The Death of Shell, BP and Exxon Mobil?

There’s a three day conference in Rome for the major oil producers going on right now, and an AFP article raises a very interesting, and crucial point:

“”In the 1970s, international oil companies (IOCs) controlled nearly 75 percent of global oil reserves and 80 percent of oil production,” said Paolo Scaroni, head of Italian petroleum group Eni.

“Now, IOCs control only six percent of oil and 20 percent of gas reserves, and 24 percent of oil and 35 percent of gas production.

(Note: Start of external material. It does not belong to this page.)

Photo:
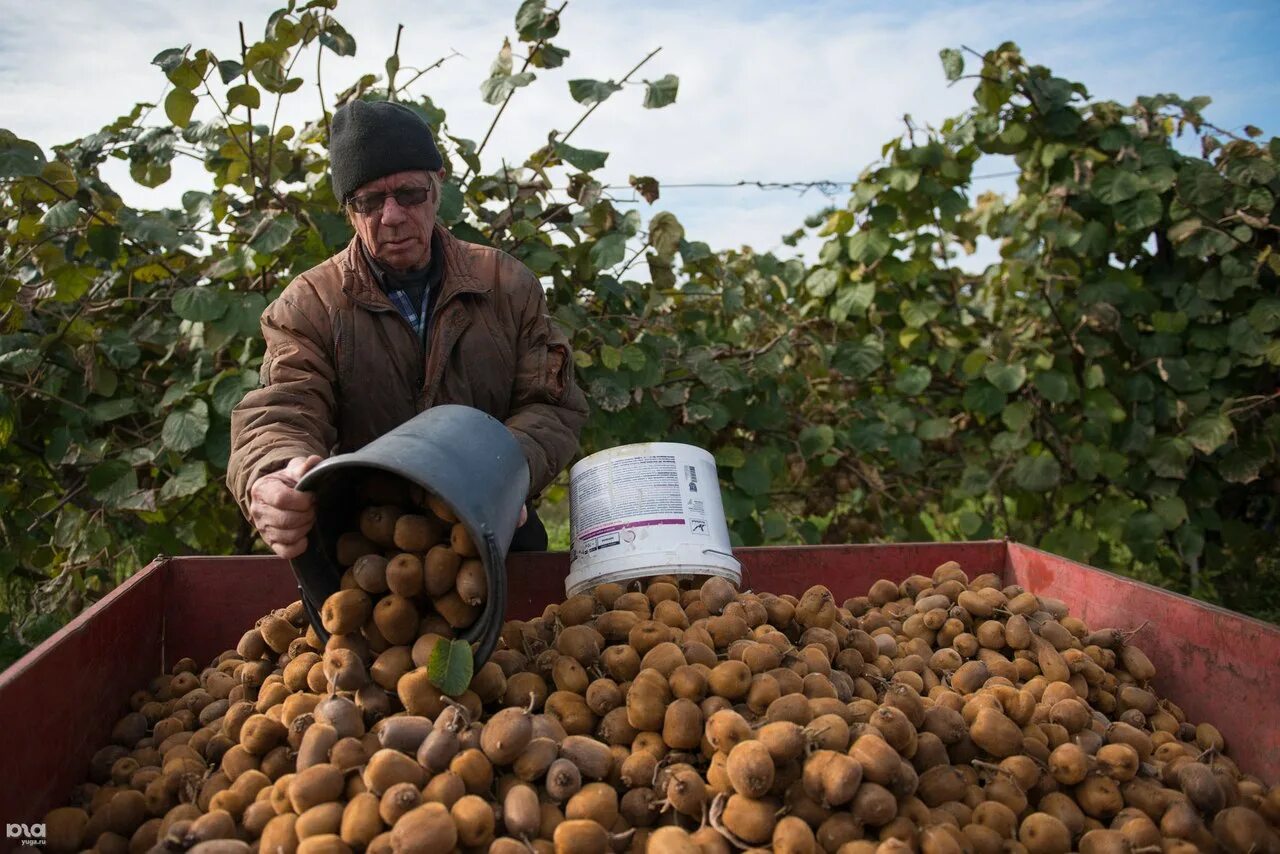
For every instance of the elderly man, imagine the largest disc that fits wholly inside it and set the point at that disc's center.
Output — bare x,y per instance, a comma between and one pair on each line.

The rest is in the hands of national oil companies.”"

Everyone knows that Saudi Aramco holds the largest reserves, Petrochina the world’s largest company and Gazprom the most ambitious,  but Western nostalgia still holds Shell and the old guard above them all.  But with figures like these, the new wave is hard to ignore and harder to understand.

Leaders like Hugo Chavez of Venezuela use their oil clout to unfairly pressure neighboring countries while Iran’s Mahmoud Ahmadinejad understands the political leverage gained over more developed economies.  China is using its state companies to fuel national growth at the expense of higher global prices and Putin hopes to create a monopoly in Europe with Gazprom.

National oil companies can too easily be used to fund government agenda’s, leaving them inefficiently run and uncompetitive, one need only look at Mexico’s Petróleos Mexicanos.  However international firms like Shell can not take compete because they must satisfy shareholders in the short term and can’t take the high risk, long term investments state companies do.  Independent Bangladesh explicitly states that “the share of profits taken by governments of oil-rich countries is cutting international oil companies’ profits, in some cases below their capital costs.”

Taken to the extreme, state companies can engage in destroyer or predator pricing, where they accept losses in the short run to outsell internationals.  In the long run international firms will be squeezed out and inefficiency will hold sway. 

To prevent this, IOC’s must ”profoundly rethink their business model in order to survive and prosper,” says Scaroni.  Obviously no one today is admitting to engaging in predator pricing or monoplistic goals, but consumers, governments and companies must keep checks on the growing power of national oil.  The alternative is bad news for IOC’s, but worse news for consumers.